Both of these assume the kernel ' .config' file is in /usr/src/linux.

In the menu you are presented, you will need to find tuplip and set it to *.  It's in device drivers-->network support -->ENET 10/100-->Tuplip

The other way is to edit /usr/src/linux/.config  (or whatever you have) and change them as I said earlier.

Read this excellent howto before you proceed http://www.gentoo.org/doc/en/kernel-upgrade.xml

Remember to back up you /boot folder prior to doing this.

----------

## d2_racing

If you need help with the compilation of the kernel, just post here  :Smile: 

----------

## 181992

Ok, once I run menuconfig in genkernel and get the menu screen, how do I select the correct area to enable the TUPLIP thing? I assume that it would be under Networking somewhere??

Thanks

----------

## jcat

 *mjf55 wrote:*   

> josh, based on your lspci, you have a linksys NC100 card, not a Realtek.  Where did you get the Realtex information from?
> 
> 

 

That's a 10/100 NIC which indicates that it's the Ethernet NIC not the WiFi NIC.

Cheers,

jcat

----------

## mjf55

josh, to quote myself...

 *mjf55 wrote:*   

> 
> 
> In the menu you are presented, you will need to find tuplip and set it to *.  It's in device drivers-->network support -->ENET 10/100-->Tuplip

 

Follow these menu items.  start menuconfig as I mentioned before.
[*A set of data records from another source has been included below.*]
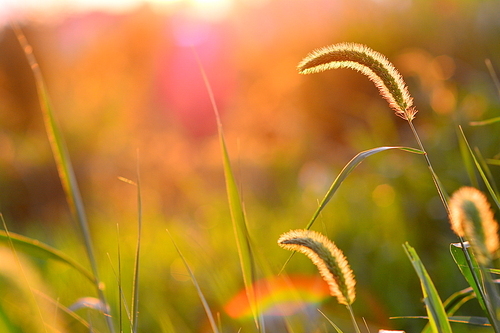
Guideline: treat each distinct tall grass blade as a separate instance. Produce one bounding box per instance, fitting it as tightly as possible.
[457,128,479,188]
[318,309,344,333]
[280,147,425,274]
[0,214,48,333]
[484,59,500,99]
[167,229,219,333]
[11,23,114,332]
[474,147,499,196]
[403,243,452,333]
[195,52,262,327]
[0,230,96,284]
[132,158,142,333]
[305,147,424,229]
[486,158,500,165]
[420,280,476,333]
[459,126,500,209]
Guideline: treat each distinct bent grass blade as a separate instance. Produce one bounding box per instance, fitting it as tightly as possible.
[280,147,425,273]
[167,229,219,333]
[305,147,425,229]
[403,243,452,333]
[11,22,115,333]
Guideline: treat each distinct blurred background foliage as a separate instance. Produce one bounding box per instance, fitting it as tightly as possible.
[0,0,500,332]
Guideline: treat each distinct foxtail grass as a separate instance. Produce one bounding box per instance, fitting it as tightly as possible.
[297,43,500,333]
[278,229,360,333]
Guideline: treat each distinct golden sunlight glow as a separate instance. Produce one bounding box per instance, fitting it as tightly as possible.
[0,0,234,23]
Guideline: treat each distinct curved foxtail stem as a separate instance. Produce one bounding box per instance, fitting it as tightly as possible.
[278,229,356,305]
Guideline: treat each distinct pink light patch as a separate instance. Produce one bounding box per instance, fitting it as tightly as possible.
[224,275,330,318]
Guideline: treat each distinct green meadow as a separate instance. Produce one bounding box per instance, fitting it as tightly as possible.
[0,0,500,333]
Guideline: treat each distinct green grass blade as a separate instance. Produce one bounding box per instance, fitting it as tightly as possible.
[421,287,476,333]
[306,147,424,229]
[280,147,425,274]
[318,309,344,333]
[459,126,500,209]
[167,229,219,333]
[0,230,96,284]
[457,128,479,188]
[11,23,114,332]
[450,243,486,311]
[474,147,498,196]
[195,52,261,327]
[449,316,491,327]
[403,243,452,333]
[132,158,142,333]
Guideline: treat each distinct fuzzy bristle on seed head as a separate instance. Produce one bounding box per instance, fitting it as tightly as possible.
[297,43,417,121]
[278,230,356,305]
[449,187,500,265]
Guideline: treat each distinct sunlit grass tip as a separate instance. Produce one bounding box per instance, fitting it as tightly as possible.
[278,229,356,306]
[297,43,417,121]
[449,187,499,264]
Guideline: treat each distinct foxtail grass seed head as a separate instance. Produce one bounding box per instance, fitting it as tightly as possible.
[449,187,499,265]
[297,43,417,121]
[278,229,356,306]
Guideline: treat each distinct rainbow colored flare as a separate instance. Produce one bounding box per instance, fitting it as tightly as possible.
[224,275,330,318]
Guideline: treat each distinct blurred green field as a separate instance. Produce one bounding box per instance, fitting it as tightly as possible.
[0,0,500,332]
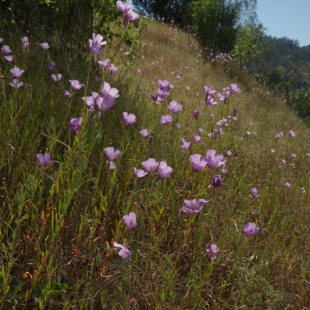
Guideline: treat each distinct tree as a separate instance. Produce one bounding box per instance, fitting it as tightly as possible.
[232,23,265,72]
[193,0,256,52]
[133,0,193,27]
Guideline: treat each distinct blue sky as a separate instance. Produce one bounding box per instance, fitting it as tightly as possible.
[256,0,310,46]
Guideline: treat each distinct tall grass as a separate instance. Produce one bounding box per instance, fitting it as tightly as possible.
[0,22,310,309]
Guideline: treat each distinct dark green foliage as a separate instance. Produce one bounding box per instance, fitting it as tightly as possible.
[193,0,256,52]
[0,0,121,45]
[133,0,193,27]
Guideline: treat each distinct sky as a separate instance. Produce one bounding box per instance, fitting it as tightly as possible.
[256,0,310,46]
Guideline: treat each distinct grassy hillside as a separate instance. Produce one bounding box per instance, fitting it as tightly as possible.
[0,22,310,309]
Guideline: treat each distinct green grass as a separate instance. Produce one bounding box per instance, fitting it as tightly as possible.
[0,22,310,309]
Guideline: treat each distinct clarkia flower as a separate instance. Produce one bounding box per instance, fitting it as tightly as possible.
[160,114,172,126]
[104,146,121,160]
[203,150,227,168]
[109,160,116,171]
[157,161,173,179]
[88,33,107,55]
[123,212,138,229]
[64,90,72,101]
[181,199,208,214]
[133,167,148,179]
[123,112,137,126]
[214,128,223,135]
[206,96,217,106]
[109,64,118,74]
[288,130,296,138]
[193,110,200,120]
[113,241,131,260]
[206,243,220,260]
[168,100,183,114]
[142,158,159,173]
[193,135,202,143]
[21,37,29,50]
[217,91,229,101]
[211,175,224,188]
[69,80,85,90]
[51,73,62,82]
[70,117,83,133]
[10,67,25,79]
[189,154,207,172]
[229,84,241,94]
[10,79,24,88]
[40,42,50,51]
[242,222,259,237]
[181,138,191,151]
[1,45,13,62]
[98,58,110,68]
[158,80,174,92]
[1,45,12,55]
[47,60,56,71]
[203,86,216,96]
[251,187,259,199]
[140,129,150,138]
[36,153,52,166]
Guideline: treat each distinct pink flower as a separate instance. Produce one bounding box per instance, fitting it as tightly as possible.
[284,183,292,188]
[203,86,216,96]
[1,45,12,55]
[123,212,138,229]
[109,64,118,74]
[88,33,107,55]
[70,117,83,133]
[142,158,158,173]
[133,167,148,179]
[140,129,150,138]
[113,241,131,260]
[193,135,202,143]
[104,146,121,160]
[168,100,183,114]
[157,161,173,179]
[189,154,207,172]
[123,112,137,126]
[242,222,259,237]
[203,150,226,168]
[193,110,200,119]
[47,60,56,71]
[181,199,208,214]
[51,73,62,82]
[288,130,296,138]
[206,243,220,260]
[40,42,50,51]
[36,153,52,166]
[229,84,241,94]
[21,37,29,50]
[181,138,191,151]
[69,80,85,90]
[10,79,24,88]
[109,160,116,171]
[98,58,110,68]
[160,114,172,126]
[64,90,72,101]
[206,96,217,106]
[10,67,25,79]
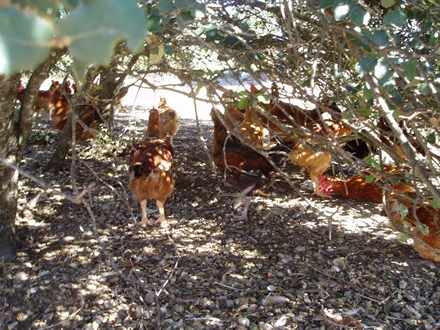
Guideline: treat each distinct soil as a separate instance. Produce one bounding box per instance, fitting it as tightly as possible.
[0,107,440,329]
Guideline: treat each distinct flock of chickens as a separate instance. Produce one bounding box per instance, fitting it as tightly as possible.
[18,82,440,261]
[17,80,128,142]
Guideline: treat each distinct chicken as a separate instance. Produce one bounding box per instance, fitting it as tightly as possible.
[211,109,290,220]
[319,165,415,203]
[262,83,320,142]
[224,84,266,149]
[157,97,180,144]
[289,120,352,197]
[146,108,160,138]
[130,139,175,226]
[17,80,60,115]
[49,88,102,142]
[389,198,440,261]
[115,86,130,112]
[377,117,425,162]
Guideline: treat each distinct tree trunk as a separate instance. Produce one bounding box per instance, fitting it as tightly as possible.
[0,52,65,261]
[45,49,139,172]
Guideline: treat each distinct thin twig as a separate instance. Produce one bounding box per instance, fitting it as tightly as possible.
[0,156,95,205]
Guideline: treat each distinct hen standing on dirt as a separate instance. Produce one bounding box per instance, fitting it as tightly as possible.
[211,109,290,220]
[130,110,175,226]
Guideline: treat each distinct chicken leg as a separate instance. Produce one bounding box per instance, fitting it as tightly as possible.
[139,199,153,226]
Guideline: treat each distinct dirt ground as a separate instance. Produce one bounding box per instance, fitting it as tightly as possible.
[0,107,440,329]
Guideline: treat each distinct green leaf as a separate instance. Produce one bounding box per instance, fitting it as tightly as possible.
[145,15,163,33]
[400,203,408,219]
[420,83,431,96]
[371,30,388,46]
[59,0,146,68]
[359,55,377,73]
[411,38,425,50]
[0,7,54,75]
[405,61,416,80]
[157,0,174,15]
[364,156,381,171]
[150,44,165,64]
[165,44,174,55]
[350,5,371,26]
[358,109,373,117]
[175,0,190,9]
[319,0,336,9]
[365,174,376,183]
[416,224,429,236]
[383,9,406,27]
[431,199,440,209]
[426,132,437,144]
[380,0,395,8]
[374,58,395,87]
[333,0,355,22]
[363,86,374,100]
[237,96,249,110]
[399,233,410,243]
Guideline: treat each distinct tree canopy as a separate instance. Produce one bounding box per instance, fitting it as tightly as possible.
[0,0,440,255]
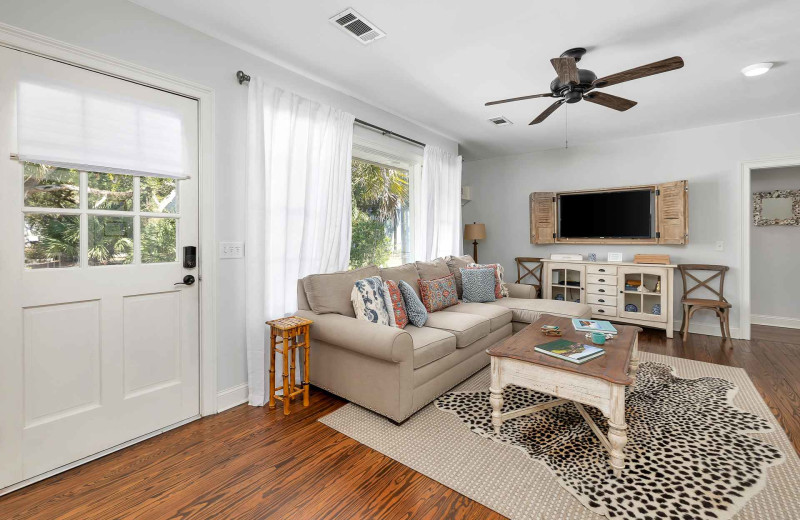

On the main page, look for device drivers.  bring the cursor down to hit and press enter.

Now you are on the device drivers page.  Bring the cursor down to network support and press enter.

Now you are on the network support page.  Bring the cursor down to ENET 10/100 and press enter.

Now you are on the ENET 10/100 page.  Bring the cursor to Tulip and press enter.

Now you are on the Tulip page.  Bring the cursor to Tulip family (probably the only thing on the page.  press SPACE BAR to select.  You should see an <*> in Tulip family and a bunch of cards with <M>.

Now you are all set.  exit a page at a time, select save when asked, and the start compiling the kernel

That should do it.  Any problems, just ask..........

----------

## 181992

ok, I did everything you said, and I am compiling the Kernel now.

However, when I got to the Tuplip settings it was already selected; therefore, I do not know if this will actually make any difference.

I will let you know though.

Thanks!

Josh

----------